We sat there, hands still touching, and the silence felt like a conversation all its own.

“Tom?”

“Yeah?”

“Whatever happens. After, I mean. Whatever the world looks like when this is over.” I took a breath. “I want you to know that this, right now, sitting here with you, this is the closest I've ever felt to happy. Real happy, not just absence of misery.”

He was quiet for so long I thought I'd said too much. Then his fingers tightened around mine, deliberate and warm.

“Same,” he said. “For what it's worth. Same.”

But he did not finish the thought. Just shook his head slightly and took the bottle back, and the moment passed like a cloud across the moon.

We stayed until the beer was gone and the cold had become genuinely uncomfortable. My fingers were numb, my nose running, my toes aching inside boots that were never quite warm enough. But I did not want to leave.

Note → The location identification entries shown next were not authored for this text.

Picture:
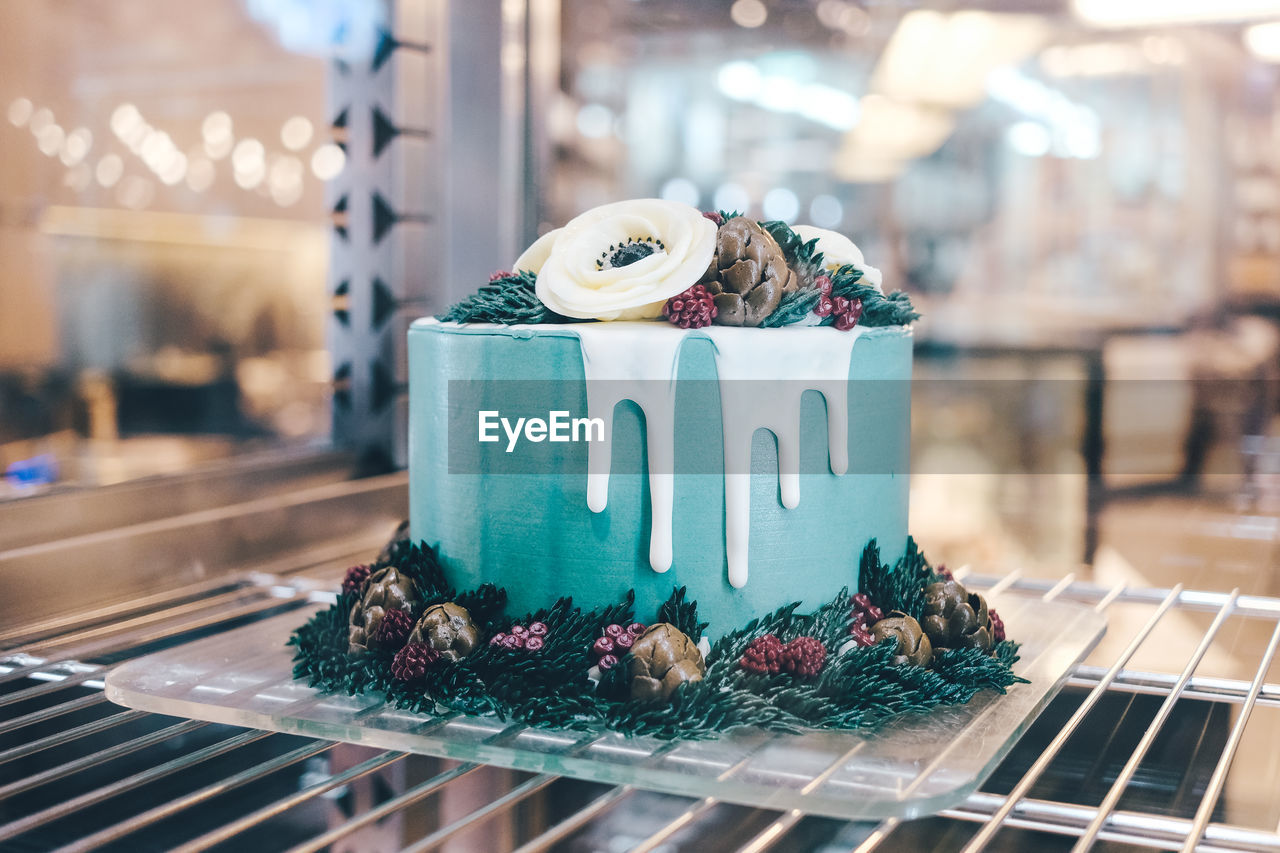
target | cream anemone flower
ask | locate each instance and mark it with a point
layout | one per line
(621, 261)
(839, 250)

“We should head back,” Tom said finally, though he did not move.

“Probably.”

“Before we freeze to death out here.”

“That would be inconvenient.”

He laughed, a soft huff of breath in the darkness. “Inconvenient. That's one word for it.”

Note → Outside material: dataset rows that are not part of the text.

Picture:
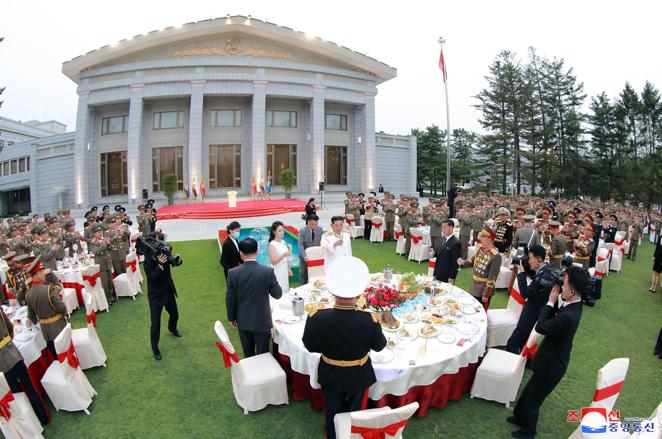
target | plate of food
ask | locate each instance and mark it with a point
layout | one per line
(406, 334)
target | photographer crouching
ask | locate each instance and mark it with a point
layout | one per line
(161, 291)
(531, 264)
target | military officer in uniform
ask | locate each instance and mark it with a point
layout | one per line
(344, 336)
(44, 304)
(98, 246)
(558, 246)
(487, 265)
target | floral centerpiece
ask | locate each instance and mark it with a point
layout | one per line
(383, 298)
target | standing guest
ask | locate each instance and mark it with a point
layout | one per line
(247, 300)
(279, 254)
(558, 323)
(230, 256)
(447, 252)
(657, 265)
(13, 367)
(309, 236)
(335, 242)
(344, 336)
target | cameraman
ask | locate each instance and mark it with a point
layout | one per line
(536, 294)
(161, 293)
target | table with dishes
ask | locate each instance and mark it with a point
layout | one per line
(435, 339)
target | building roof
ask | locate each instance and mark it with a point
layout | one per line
(237, 23)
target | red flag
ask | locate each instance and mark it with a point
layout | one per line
(442, 64)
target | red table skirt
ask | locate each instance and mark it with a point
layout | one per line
(446, 388)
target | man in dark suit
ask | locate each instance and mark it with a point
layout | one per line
(230, 256)
(309, 236)
(161, 293)
(536, 296)
(558, 324)
(447, 253)
(247, 300)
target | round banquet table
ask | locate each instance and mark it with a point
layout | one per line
(423, 369)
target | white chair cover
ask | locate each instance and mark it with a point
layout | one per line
(400, 241)
(124, 287)
(89, 350)
(22, 422)
(256, 381)
(99, 300)
(315, 263)
(377, 231)
(418, 251)
(381, 420)
(608, 387)
(502, 322)
(67, 386)
(500, 374)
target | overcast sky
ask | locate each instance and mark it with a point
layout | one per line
(606, 42)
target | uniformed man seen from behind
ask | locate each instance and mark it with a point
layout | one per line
(344, 337)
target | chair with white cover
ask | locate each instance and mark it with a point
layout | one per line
(133, 270)
(256, 381)
(92, 282)
(502, 322)
(377, 231)
(383, 422)
(17, 418)
(64, 380)
(400, 241)
(89, 350)
(315, 262)
(608, 387)
(500, 374)
(419, 251)
(354, 230)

“I have others, but they're less polite.”

“Go on then. Let's hear them.”

“Catastrophic. Untimely. Deeply annoying.” I pretended to think. “Inconsiderate, given the amount of effort I've put into not dying so far.”

“Inconsiderate.” He was grinning now. “Freezing to death would be inconsiderate.”

“Extremely. Think of the paperwork.”

“Always practical, you.”

“Someone has to be.” I stood, stamping feeling back into my feet. “Come on. If I lose any toes to frostbite, I'm blaming you entirely.”

“Why me?”

“Because you suggested we stay outside in December with one bottle of beer and no blankets. This was clearly your fault from the beginning.”

“You agreed to come.”

“Under duress.”

“What duress? I asked and you said yes immediately.”

“Emotional duress. You looked at me with those eyes.”

“What's wrong with my eyes?”

“Nothing. That's the problem.” The words slipped out before I could stop them, and I felt heat flood my face despite the cold.

Tom was quiet for a moment. Then: “Art.”